From mboxrd@z Thu Jan  1 00:00:00 1970
Return-Path: <owner-linux-mm@kvack.org>
Received: from mail190.messagelabs.com (mail190.messagelabs.com [216.82.249.51])
	by kanga.kvack.org (Postfix) with SMTP id BFEEA6B003D
	for <linux-mm@kvack.org>; Wed,  1 Apr 2009 04:37:49 -0400 (EDT)
Received: from m3.gw.fujitsu.co.jp ([10.0.50.73])
	by fgwmail6.fujitsu.co.jp (Fujitsu Gateway) with ESMTP id n318cMEw006545
	for <linux-mm@kvack.org> (envelope-from kosaki.motohiro@jp.fujitsu.com);
	Wed, 1 Apr 2009 17:38:23 +0900
Received: from smail (m3 [127.0.0.1])
	by outgoing.m3.gw.fujitsu.co.jp (Postfix) with ESMTP id A234345DD7F
	for <linux-mm@kvack.org>; Wed,  1 Apr 2009 17:38:22 +0900 (JST)
Received: from s3.gw.fujitsu.co.jp (s3.gw.fujitsu.co.jp [10.0.50.93])
	by m3.gw.fujitsu.co.jp (Postfix) with ESMTP id 7511D45DD78
	for <linux-mm@kvack.org>; Wed,  1 Apr 2009 17:38:22 +0900 (JST)
Received: from s3.gw.fujitsu.co.jp (localhost.localdomain [127.0.0.1])
	by s3.gw.fujitsu.co.jp (Postfix) with ESMTP id BAAAAE08001
	for <linux-mm@kvack.org>; Wed,  1 Apr 2009 17:38:21 +0900 (JST)
Received: from ml14.s.css.fujitsu.com (ml14.s.css.fujitsu.com [10.249.87.104])
	by s3.gw.fujitsu.co.jp (Postfix) with ESMTP id 90E561DB803B
	for <linux-mm@kvack.org>; Wed,  1 Apr 2009 17:38:20 +0900 (JST)
From: KOSAKI Motohiro <kosaki.motohiro@jp.fujitsu.com>
Subject: Re: add_to_swap_cache with GFP_ATOMIC ?
In-Reply-To: <Pine.LNX.4.64.0903311154570.19028@blonde.anvils>
References: <28c262360903310338k20b8eebbncb86baac9b09e54@mail.gmail.com> <Pine.LNX.4.64.0903311154570.19028@blonde.anvils>
Message-Id: <20090401165516.B1EB.A69D9226@jp.fujitsu.com>
MIME-Version: 1.0
Content-Type: text/plain; charset="US-ASCII"
Content-Transfer-Encoding: 7bit
Date: Wed,  1 Apr 2009 17:38:19 +0900 (JST)
Sender: owner-linux-mm@kvack.org
To: Hugh Dickins <hugh@veritas.com>
Cc: kosaki.motohiro@jp.fujitsu.com, Minchan Kim <minchan.kim@gmail.com>, linux-mm <linux-mm@kvack.org>, lkml <linux-kernel@vger.kernel.org>, Andrew Morton <akpm@linux-foundation.org>, Christoph Lameter <cl@linux-foundation.org>, Nick Piggin <npiggin@suse.de>
List-ID: <linux-mm.kvack.org>

(cc to related person)

> The questionable one is add_to_swap (when vmscanning), which calls
> it with __GFP_HIGH|__GFP_NOMEMALLOC|__GFP_NOWARN, i.e. GFP_ATOMIC
> plus __GFP_NOMEMALLOC|__GFP_NOWARN.  That one I have wondered
> about from time to time: GFP_NOIO would be the obvious choice,
> that's what swap_writepage will use to allocate bio soon after.
> 
> I've been tempted to change it, but afraid to touch that house
> of cards, and afraid of long testing and justification required.
> Would it be safe to drop that __GFP_HIGH?  What's the effect of the
> __GFP_NOMEMALLOC (we've layer on layer of tweak this one way because
> we're in the reclaim path so let it eat more, then tweak it the other
> way because we don't want it to eat up _too_ much).  I just let it stay.

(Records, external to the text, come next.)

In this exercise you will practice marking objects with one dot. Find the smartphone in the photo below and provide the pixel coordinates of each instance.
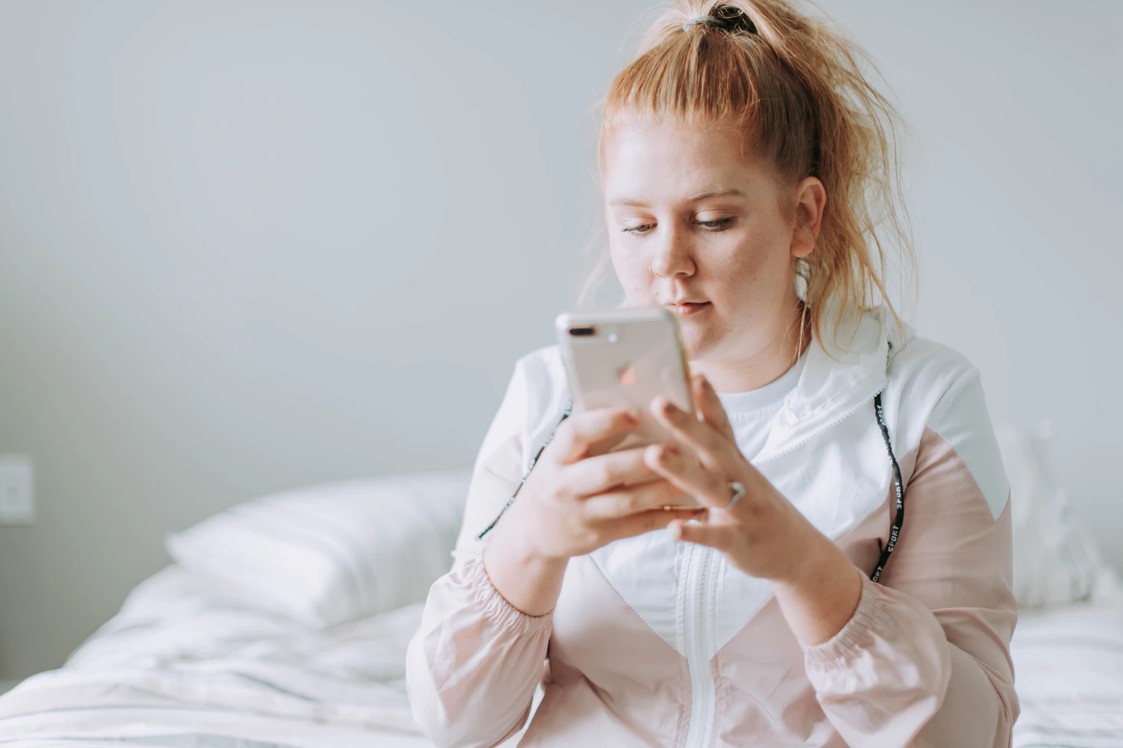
(626, 357)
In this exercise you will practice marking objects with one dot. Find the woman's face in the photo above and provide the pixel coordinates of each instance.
(696, 226)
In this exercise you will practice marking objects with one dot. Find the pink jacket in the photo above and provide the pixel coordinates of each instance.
(658, 642)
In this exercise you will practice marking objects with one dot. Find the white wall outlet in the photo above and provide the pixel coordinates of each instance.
(17, 490)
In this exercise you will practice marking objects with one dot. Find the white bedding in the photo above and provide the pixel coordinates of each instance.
(183, 666)
(1068, 668)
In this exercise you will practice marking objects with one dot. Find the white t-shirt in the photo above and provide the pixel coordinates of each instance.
(750, 411)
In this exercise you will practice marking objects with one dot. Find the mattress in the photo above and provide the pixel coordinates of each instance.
(181, 665)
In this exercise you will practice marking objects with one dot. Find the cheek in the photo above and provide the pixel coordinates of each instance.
(632, 271)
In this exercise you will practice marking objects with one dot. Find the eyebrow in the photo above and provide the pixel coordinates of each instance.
(693, 198)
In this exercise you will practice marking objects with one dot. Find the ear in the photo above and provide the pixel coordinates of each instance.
(810, 204)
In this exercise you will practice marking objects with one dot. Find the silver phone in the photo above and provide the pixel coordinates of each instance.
(626, 357)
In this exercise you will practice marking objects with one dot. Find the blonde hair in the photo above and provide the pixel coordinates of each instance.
(796, 89)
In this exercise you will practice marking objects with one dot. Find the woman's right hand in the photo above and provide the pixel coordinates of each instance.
(578, 498)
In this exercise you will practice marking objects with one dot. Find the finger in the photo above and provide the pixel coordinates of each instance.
(710, 408)
(683, 470)
(726, 538)
(602, 473)
(582, 431)
(632, 525)
(711, 447)
(646, 496)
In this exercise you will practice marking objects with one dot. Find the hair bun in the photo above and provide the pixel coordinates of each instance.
(733, 19)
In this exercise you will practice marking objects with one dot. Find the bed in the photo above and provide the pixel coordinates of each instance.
(283, 622)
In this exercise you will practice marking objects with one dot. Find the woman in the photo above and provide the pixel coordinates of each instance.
(746, 164)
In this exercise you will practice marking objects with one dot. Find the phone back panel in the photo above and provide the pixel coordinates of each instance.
(630, 357)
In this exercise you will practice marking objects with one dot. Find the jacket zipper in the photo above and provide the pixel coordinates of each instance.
(697, 636)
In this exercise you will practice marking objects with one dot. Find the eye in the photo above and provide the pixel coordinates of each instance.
(638, 229)
(715, 225)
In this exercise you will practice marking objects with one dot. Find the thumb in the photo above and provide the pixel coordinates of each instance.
(720, 537)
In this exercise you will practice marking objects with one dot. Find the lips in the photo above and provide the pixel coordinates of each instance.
(686, 308)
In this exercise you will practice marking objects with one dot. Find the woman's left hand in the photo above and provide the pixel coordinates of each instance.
(763, 534)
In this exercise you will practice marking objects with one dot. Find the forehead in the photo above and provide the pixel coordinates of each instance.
(657, 161)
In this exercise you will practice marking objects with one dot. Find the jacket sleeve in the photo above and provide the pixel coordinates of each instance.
(473, 666)
(925, 658)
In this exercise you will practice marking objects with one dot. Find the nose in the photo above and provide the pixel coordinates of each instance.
(673, 255)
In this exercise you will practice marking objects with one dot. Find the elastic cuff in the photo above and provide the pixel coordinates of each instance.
(851, 638)
(494, 604)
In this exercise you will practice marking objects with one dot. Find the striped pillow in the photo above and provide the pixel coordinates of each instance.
(328, 554)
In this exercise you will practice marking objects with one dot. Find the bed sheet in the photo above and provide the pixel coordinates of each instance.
(1068, 669)
(182, 665)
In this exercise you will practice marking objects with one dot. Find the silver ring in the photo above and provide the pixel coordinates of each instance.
(736, 491)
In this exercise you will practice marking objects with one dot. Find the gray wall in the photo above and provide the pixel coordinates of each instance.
(257, 244)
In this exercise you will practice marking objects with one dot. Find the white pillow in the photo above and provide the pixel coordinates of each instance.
(1056, 561)
(328, 554)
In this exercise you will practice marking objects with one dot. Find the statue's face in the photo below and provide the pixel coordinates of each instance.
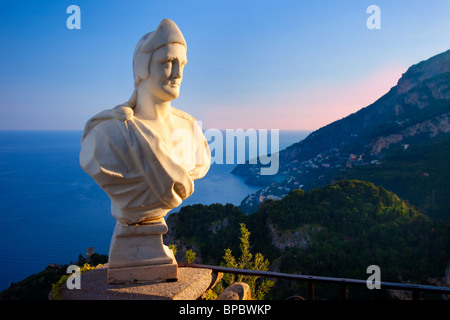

firstly, following some patch indicate add_to_swap() parameter history.

ac47b003d03c2a4f28aef1d505b66d24ad191c4f(Hugh, Jan 6 2009) reverted 
1480a540c98525640174a7eadd712378fcd6fd63(Cristoph, Jan 8 2006).

bd53b714d32a29bdf33009f812e295667e92b930(Nick, May 1 2005) added
__GFP_NOMEMALLOC. __GFP_NOMEMALLOC mean "please don't eat emergency memory".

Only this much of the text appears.